Since its inception, the Maitri seismological observatory has been in continuous operation. Seismic data were initially pre-processed at Maitri and subsequently analysed at NGRI using the SEISAN software package. The recording of both teleseismic and regional events at Maitri has provided a comprehensive understanding of seismic activity in and around Antarctica. Seismic data collected were contributed to the ISC for inclusion in the global earthquake bulletin. This dataset represents an important benchmark for present and future Antarctic seismic research and serves as a valuable resource for the global Earth science community. In 2026, the Broadband Seismological Station at Maitri, East Antarctica, was successfully linked via satellite to CSIR-NGRI, Hyderabad, enabling continuous near real-time seismic data streaming, archival, and remote state-of-health monitoring of the seismograph.

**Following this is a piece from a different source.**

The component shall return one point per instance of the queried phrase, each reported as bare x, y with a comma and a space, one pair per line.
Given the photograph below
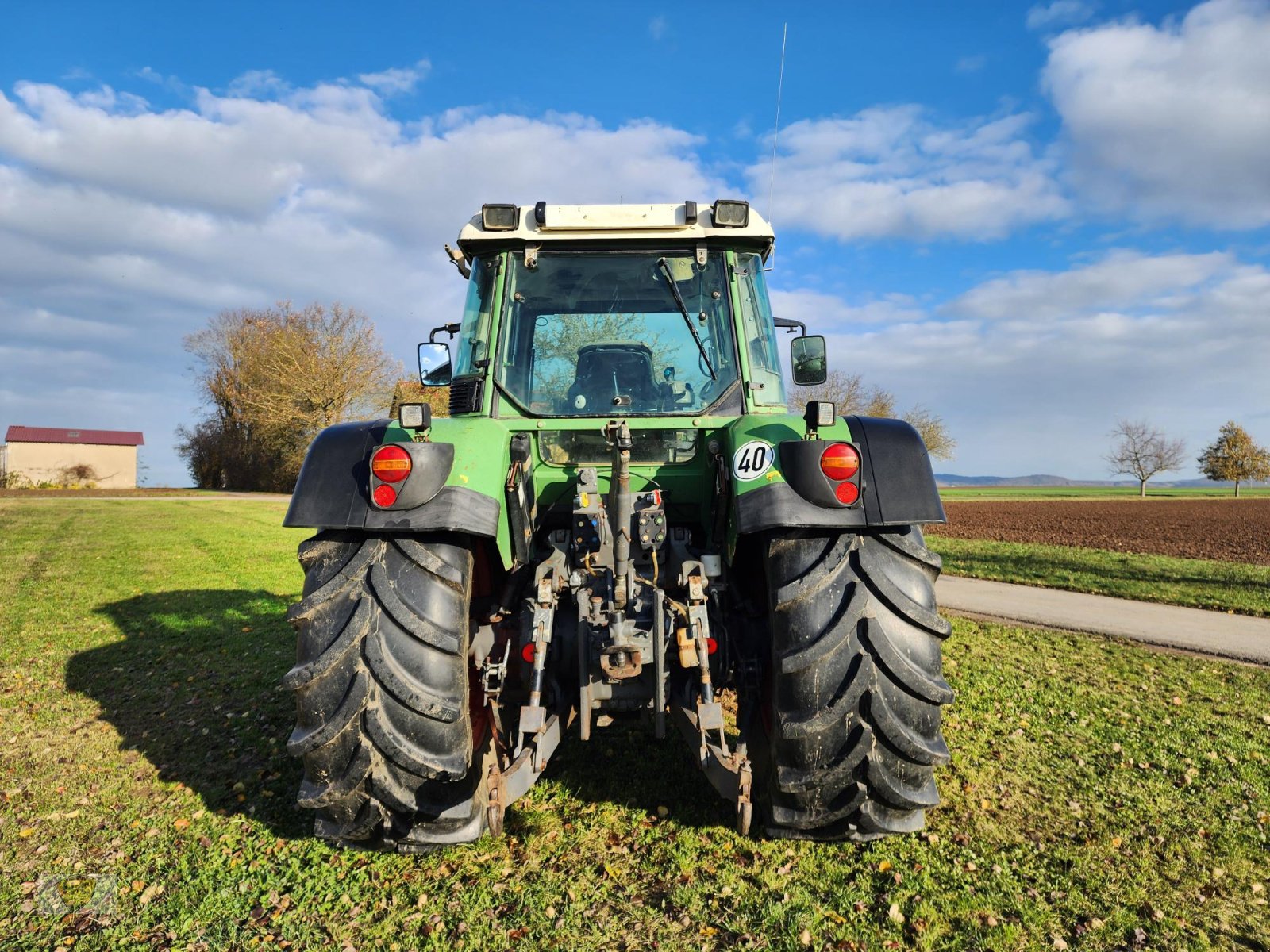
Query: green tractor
619, 520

At present, the Maitri seismological observatory is also a part of the Antarctic Seismic Web Resource (AnSWeR). A broadband seismograph installed at Maitri in 1997 continues to operate in continuous recording mode. Despite long-term success, challenges remain in ensuring robust and accurate recordings under extreme polar conditions. One of the key scientific objectives is to develop reliable procedures to effectively discriminate tectonic earthquakes from ice-quakes, thereby improving the efficiency of seismic data analysis.
The implementation of such advanced seismic analysis programmes in the Antarctic and Southern Ocean regions by the National Centre for Polar and Ocean Research (NCPOR) will significantly strengthen India's role in polar geoscience research. These efforts will help ensure India's continued leadership among nations engaged in Antarctic scientific exploration.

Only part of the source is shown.